Celle-ci est la véritable révélation de la matinée. D’ailleurs elle a obtenu la Révélation artiste lyrique des Victoires de la musique classique en 2020, après avoir été Révélation de l’ADAMI en 2016. Marie Perbost est la benjamine de l’équipe, mais rien ne le laisse deviner tant sa prestation est aboutie. Tout est à louer dans cette voix : un timbre lumineux et admirablement projeté, uni à un souffle long, une maîtrise absolue des nuances, un aigu franc et excitant, une technique sans faille. Et l’artiste possède, outre un grand sens des nuances expressives, une remarquable capacité à incarner un personnage, tant par l’art de la composition que par la capacité à transmettre des émotions. Sa Marguerite de Faust, sans fausses pudeurs, tout en tensions – suspensions, s’épanouit dans des trilles maîtrisés jusqu’à des aigus fortissimo qui libèrent les élans du personnage comme l’émotion du spectateur. Quelle composition dans l’«Hymne à la lune » de la Rusalka de Dvorak ! Un legato enivré, appuyé sur un parfait équilibre entre le grave et l’aigu, lui permet de créer un personnage délicat et serein mais prêt à tous les emportements. Quel contraste ensuite avec son Adina piquante et bêcheuse, quel charme physique et vocal !

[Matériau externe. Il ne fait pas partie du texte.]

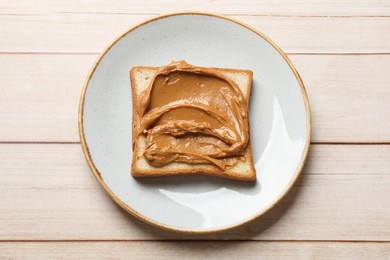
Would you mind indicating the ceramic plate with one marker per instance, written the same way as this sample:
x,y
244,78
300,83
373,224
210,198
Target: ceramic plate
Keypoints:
x,y
279,120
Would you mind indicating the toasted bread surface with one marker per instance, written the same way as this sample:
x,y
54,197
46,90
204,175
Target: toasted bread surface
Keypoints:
x,y
141,77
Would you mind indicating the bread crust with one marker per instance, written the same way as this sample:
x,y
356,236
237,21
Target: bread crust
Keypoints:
x,y
243,170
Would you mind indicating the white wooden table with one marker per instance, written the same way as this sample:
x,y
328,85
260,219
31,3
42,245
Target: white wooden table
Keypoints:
x,y
52,206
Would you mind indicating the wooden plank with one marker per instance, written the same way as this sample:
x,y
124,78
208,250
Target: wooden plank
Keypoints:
x,y
41,93
254,7
49,193
91,33
349,96
195,250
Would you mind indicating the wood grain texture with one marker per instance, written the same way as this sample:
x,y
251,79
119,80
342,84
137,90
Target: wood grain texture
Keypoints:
x,y
49,193
253,7
195,250
40,92
91,33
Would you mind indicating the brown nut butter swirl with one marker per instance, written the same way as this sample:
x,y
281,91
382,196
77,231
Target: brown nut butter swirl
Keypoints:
x,y
193,115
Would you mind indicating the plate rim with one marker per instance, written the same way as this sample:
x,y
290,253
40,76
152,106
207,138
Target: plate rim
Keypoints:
x,y
150,221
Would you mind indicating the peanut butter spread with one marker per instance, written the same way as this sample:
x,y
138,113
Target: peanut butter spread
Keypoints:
x,y
193,115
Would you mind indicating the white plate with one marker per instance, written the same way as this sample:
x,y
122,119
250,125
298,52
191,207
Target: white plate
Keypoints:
x,y
279,119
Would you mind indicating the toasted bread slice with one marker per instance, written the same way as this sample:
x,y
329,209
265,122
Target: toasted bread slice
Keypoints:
x,y
141,77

Tous se rejoignent dans un Brindisi de La Traviata où la mezzo et le baryton partagent les couplets avec le ténor et la soprano. Victorien Vanoosten fait enfin saluer tous les pupitres de son orchestre un par un, ce que l’on a rarement vu.

Captée par Radio classique, cette « Folle soirée de l’Opéra » sera diffusée sur cette antenne le samedi 10 juillet à 20h. Le son seul ravira les auditeurs, mais les spectateurs auront assisté à nouveau à un spectacle vivant et complet en cette période de réouverture, et c’est bien là l’essentiel.